MapReduce —— MapTask阶段源码分析（Output环节）

Dream car 镇楼 ~ ！

接上一节Input环节，接下来分析 output环节。代码在runNewMapper()方法中：

private <INKEY,INVALUE,OUTKEY,OUTVALUE>

  void runNewMapper(final JobConf job,final TaskSplitIndex splitIndex,

  final TaskUmbilicalProtocol umbilical,TaskReporter reporter) {

                          .......

       // 这个out也被包含在map的上下文当中了，所以在map方法中的输出，调用的是output的write方法

      org.apache.hadoop.mapreduce.RecordWriter output = null;

       // 记住这个数值  0

    if (job.getNumReduceTasks() == 0) {  // 判断ReduceTask的数量

      output =

        new NewDirectOutputCollector(taskContext, job, umbilical, reporter);

    } else {    // > 0

        // 创建一个 Collector 对象  【看构造源码可以知道输出的时候是需要分区的】

      output = new NewOutputCollector(taskContext, job, umbilical, reporter);

    }

//  -----------new NewOutputCollector() begin ------------------

    NewOutputCollector(org.apache.hadoop.mapreduce.JobContext jobContext,

                       JobConf job,

                       TaskUmbilicalProtocol umbilical,

                       TaskReporter reporter

                       ) throws IOException, ClassNotFoundException {

        //1、 赋值操作。
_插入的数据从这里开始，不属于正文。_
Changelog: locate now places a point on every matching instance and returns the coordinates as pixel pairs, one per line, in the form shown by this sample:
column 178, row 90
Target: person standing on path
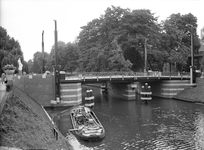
column 3, row 77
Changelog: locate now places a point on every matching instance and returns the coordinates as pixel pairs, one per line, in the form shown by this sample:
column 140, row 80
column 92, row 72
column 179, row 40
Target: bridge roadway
column 97, row 78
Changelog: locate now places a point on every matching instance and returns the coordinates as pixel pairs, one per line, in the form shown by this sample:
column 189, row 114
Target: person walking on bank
column 3, row 77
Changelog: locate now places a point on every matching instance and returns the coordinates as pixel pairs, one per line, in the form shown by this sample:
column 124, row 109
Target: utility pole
column 192, row 56
column 192, row 69
column 145, row 68
column 43, row 56
column 57, row 79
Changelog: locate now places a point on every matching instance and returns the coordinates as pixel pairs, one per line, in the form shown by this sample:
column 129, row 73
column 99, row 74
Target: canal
column 160, row 124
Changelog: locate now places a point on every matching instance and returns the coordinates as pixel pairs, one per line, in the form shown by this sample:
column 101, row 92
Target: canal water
column 162, row 124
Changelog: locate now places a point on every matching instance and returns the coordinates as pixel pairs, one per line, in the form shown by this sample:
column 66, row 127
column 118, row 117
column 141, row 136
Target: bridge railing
column 126, row 74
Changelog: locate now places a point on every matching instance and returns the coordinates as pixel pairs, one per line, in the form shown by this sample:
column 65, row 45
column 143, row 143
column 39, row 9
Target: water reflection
column 161, row 124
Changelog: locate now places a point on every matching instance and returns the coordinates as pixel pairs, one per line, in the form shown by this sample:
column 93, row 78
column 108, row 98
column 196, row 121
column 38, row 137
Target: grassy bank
column 194, row 94
column 23, row 124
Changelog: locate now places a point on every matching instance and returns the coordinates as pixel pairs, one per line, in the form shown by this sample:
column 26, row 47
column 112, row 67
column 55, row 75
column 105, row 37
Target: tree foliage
column 124, row 29
column 116, row 40
column 176, row 40
column 10, row 50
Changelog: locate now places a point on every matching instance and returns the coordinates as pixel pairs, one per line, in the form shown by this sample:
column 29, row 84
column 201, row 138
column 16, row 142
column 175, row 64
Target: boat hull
column 89, row 129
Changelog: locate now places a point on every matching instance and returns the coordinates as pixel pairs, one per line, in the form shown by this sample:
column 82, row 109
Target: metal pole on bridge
column 57, row 83
column 192, row 56
column 43, row 56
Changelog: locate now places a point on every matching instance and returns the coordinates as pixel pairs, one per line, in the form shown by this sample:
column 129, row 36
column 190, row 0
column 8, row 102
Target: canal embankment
column 25, row 125
column 193, row 94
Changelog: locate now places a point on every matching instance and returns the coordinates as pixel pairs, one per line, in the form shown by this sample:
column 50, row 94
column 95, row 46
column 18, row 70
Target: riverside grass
column 23, row 125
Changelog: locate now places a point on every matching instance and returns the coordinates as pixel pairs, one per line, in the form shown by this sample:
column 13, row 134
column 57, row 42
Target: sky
column 25, row 20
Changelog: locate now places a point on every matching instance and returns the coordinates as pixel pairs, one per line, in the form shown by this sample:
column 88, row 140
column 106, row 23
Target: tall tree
column 176, row 40
column 10, row 49
column 130, row 28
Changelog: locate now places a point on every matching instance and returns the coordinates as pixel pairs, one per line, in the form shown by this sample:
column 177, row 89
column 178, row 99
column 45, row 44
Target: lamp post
column 57, row 79
column 192, row 56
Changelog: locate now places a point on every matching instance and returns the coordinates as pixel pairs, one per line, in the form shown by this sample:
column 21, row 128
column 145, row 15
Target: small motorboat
column 146, row 93
column 86, row 125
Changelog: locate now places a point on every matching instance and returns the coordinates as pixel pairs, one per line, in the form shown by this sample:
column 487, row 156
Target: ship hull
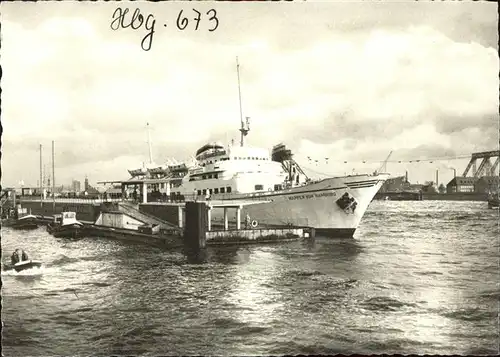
column 314, row 205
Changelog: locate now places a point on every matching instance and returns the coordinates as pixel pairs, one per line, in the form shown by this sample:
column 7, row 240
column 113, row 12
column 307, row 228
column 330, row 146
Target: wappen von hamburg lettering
column 191, row 19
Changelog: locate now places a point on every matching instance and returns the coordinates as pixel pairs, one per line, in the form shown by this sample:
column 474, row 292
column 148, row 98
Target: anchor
column 347, row 203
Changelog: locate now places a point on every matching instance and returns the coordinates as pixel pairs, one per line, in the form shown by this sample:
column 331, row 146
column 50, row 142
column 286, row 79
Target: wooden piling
column 196, row 226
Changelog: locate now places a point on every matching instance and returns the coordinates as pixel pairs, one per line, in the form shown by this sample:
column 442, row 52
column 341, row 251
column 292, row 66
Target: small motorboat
column 24, row 265
column 65, row 225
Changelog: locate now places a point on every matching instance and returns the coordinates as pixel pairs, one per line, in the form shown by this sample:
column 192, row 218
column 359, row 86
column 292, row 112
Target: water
column 420, row 277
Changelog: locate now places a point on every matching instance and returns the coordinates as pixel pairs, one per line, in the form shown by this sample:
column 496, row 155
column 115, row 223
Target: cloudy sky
column 348, row 81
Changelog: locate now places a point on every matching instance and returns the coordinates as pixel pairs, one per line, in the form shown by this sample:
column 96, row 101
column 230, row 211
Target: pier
column 188, row 224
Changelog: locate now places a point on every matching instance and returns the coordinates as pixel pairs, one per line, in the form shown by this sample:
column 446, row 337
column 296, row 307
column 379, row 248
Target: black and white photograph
column 249, row 178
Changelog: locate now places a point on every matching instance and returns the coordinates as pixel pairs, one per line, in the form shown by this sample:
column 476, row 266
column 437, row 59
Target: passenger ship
column 279, row 191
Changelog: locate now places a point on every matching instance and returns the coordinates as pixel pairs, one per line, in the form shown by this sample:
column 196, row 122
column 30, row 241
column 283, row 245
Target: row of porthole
column 215, row 190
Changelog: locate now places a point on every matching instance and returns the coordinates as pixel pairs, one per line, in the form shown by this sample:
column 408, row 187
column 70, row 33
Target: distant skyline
column 348, row 81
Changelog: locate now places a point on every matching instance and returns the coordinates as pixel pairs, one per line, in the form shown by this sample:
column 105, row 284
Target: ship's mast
column 244, row 128
column 149, row 145
column 41, row 177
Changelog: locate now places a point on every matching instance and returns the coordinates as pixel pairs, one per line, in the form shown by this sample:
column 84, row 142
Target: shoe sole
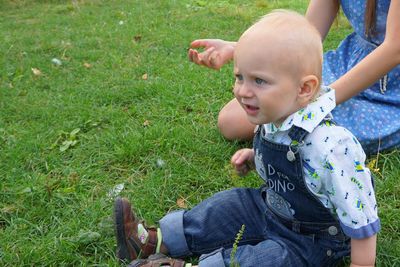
column 122, row 248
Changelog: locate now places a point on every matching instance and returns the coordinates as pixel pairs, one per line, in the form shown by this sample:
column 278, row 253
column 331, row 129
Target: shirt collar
column 309, row 117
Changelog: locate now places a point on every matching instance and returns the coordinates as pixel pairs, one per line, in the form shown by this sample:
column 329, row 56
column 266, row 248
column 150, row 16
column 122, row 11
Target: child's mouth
column 251, row 110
先不仔细看，跳过~  下一段说

      collector = createSortingCollector(job, reporter);

        // 2、有多少个reducetask 就有多少个分区

        // 回忆：一个分区可以有若干组，相同的key为一组

      partitions = jobContext.getNumReduceTasks();

      if (partitions > 1) {

        partitioner = (org.apache.hadoop.mapreduce.Partitioner<K,V>)

            // 常见套路：反射生成实例对象，如果有自定义分区器，则不使用默认的

            // 默认的分区算法是简单的hash取模，会保证相同的key在一组

          ReflectionUtils.newInstance(jobContext.getPartitionerClass(), job);

      } else {  // reducetask = 1，所有的组都会进入一个分区

        partitioner = new org.apache.hadoop.mapreduce.Partitioner<K,V>() {

           // 返回分区号，返回的值固定为 0

          public int getPartition(K key, V value, int numPartitions) {

            return partitions - 1;

          }

        };

      }

    }

//  -----------new NewOutputCollector()  end ------------------

//  -----------write(K key, V value) begin ------------------

     // output往外写的时候带着 (k v p)  三元组

    public void write(K key, V value) throws IOException, InterruptedException {

      collector.collect(key, value,

                        partitioner.getPartition(key, value, partitions));

//  -----------write(K key, V value) end --------------------

                             ..............                          

  }

createSortingCollector(job, reporter)方法进去：

private <KEY, VALUE> MapOutputCollector<KEY, VALUE>

          createSortingCollector(JobConf job, TaskReporter reporter)

    throws IOException, ClassNotFoundException {

    // 反射创建collector实例

    MapOutputCollector<KEY, VALUE> collector

      = (MapOutputCollector<KEY, VALUE>)

        // 常见套路：如果没有用户自定义collector，那么就取默认的

       ReflectionUtils.newInstance(

                        job.getClass(JobContext.MAP_OUTPUT_COLLECTOR_CLASS_ATTR,

                        // MapOutputBuffer 这玩意牛逼，后边再说。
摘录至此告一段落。